When physicians receive requests for infant male circumcision, it is important that physicians take ample time to gain an understanding of the basis for the request, to provide accurate detailed information to parents about the potential benefits, risks and alternatives, and to gauge their understanding of that information.
If parents persistently request circumcision of a newborn male infant after a thorough dialogue about benefits, risks and alternatives, a physician is not obligated to perform the procedure if he/she does not regard the procedure to be medically indicated and appropriate. Physicians may respectfully decline to perform this medical procedure, just as they respectfully decline to prescribe medications that are not medically indicated, and as they decline to offer medical opinions contrary to their best professional judgement.
Where infant male circumcision is requested for religious rather than medical reasons, there is a high probability that the procedure will be performed by someone other than a physician if the option is not made available through a physician. Where a physician is confronted with a request for infant male circumcision based upon religious rather than medical reasons, and where physicians may be inclined to comply with such a request as the "lesser of two evils," even though contrary to his/her medical judgement, the College recommends that physicians obtain advice from the CMPA about appropriate documentation of the consent process, so that it explicitly defines the conditions under which the procedure is performed. 334 Obtaining informed consent for any procedure requires disclosure of all relative benefit and risks of the anticipated procedure, as well as alternatives to that procedure. A prudent physician will make a reasonable effort to achieve understanding of the information that is shared with parents/guardians.
To formulate and certify a professional opinion that a patient has understood the nature, effect, risks and alternatives of a contemplated medical intervention requires more than one way disclosure of risks to the patient. It requires two way dialogue through which the physician has reasonable potential to gauge the understanding held by the patient or guardian.

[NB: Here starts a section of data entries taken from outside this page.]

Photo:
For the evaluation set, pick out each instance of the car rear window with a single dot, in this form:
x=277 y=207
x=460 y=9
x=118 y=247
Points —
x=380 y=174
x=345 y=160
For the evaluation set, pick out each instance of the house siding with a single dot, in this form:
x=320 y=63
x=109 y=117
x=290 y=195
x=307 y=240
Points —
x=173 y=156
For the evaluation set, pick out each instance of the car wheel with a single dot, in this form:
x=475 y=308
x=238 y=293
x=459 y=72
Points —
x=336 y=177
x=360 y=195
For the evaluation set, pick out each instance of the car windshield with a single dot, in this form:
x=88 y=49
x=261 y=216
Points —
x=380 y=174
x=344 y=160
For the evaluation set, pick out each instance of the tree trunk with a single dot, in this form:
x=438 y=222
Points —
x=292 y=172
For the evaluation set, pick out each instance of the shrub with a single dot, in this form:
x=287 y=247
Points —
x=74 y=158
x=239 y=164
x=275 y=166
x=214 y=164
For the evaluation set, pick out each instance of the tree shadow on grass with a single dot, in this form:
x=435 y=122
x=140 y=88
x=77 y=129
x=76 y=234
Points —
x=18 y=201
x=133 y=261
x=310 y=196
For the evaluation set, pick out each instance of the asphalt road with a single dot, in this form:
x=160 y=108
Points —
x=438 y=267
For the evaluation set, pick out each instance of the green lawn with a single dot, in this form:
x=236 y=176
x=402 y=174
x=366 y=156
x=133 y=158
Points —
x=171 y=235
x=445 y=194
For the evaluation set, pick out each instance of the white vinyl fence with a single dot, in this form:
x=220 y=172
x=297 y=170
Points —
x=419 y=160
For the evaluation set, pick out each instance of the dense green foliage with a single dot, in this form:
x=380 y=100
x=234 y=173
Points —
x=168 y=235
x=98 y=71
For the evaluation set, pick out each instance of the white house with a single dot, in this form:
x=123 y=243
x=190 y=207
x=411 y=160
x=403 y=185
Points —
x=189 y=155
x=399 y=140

The Canadian Paediatric Society has concluded that the overall evidence of the benefits and harms of circumcision is so evenly balanced that it does not support recommended circumcision as a routine procedure for newborns. Infant male circumcision is often treated as a minor procedure with virtually no risk or significant complications. That is not true. Infant male circumcision may lead to complications that range from minor to severe. A study reported in the British Journal of Surgery (1993) suggested that complication rates range between 2%-10%.

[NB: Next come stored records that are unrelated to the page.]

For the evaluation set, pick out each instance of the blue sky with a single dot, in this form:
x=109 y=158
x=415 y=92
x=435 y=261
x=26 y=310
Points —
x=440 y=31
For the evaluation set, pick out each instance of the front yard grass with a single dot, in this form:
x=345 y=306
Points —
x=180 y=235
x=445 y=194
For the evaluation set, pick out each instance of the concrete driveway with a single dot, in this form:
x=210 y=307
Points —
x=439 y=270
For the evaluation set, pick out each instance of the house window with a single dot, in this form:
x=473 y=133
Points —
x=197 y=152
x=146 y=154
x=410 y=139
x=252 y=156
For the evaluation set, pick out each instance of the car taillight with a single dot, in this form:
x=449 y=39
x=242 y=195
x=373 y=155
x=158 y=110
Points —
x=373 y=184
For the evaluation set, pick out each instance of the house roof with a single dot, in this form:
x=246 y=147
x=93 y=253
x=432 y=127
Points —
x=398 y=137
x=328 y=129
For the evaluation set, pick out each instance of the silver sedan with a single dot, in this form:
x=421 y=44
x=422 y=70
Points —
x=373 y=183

In many countries, including Canada, citizen groups are gaining a higher profile and more credibility among the general public. They are bringing to light new evidence that the male prepuce may play an important physiological and psychological role in adult male function, which has to date been largely ignored in any consideration of harm associated with infant male circumcision. As a consequence of the public awareness raised by these groups, a growing number of adult males and/or their parents are now expressing strong resentment against physicians who performed infant male circumcision many years ago at their request. The retroactive anger towards these patients is generally based upon arguments that parents were given woefully inadequate information about the potential adverse impact on adult male function, and inadequate information about normal infant penile development and hygiene. While the College's primary mandate is public protection, we encourage physicians to give careful thought to the long term risks that may occur by taking an inappropriately casual approach to infant male circumcision driven exclusively by parental preference without valid medical indications for the procedure.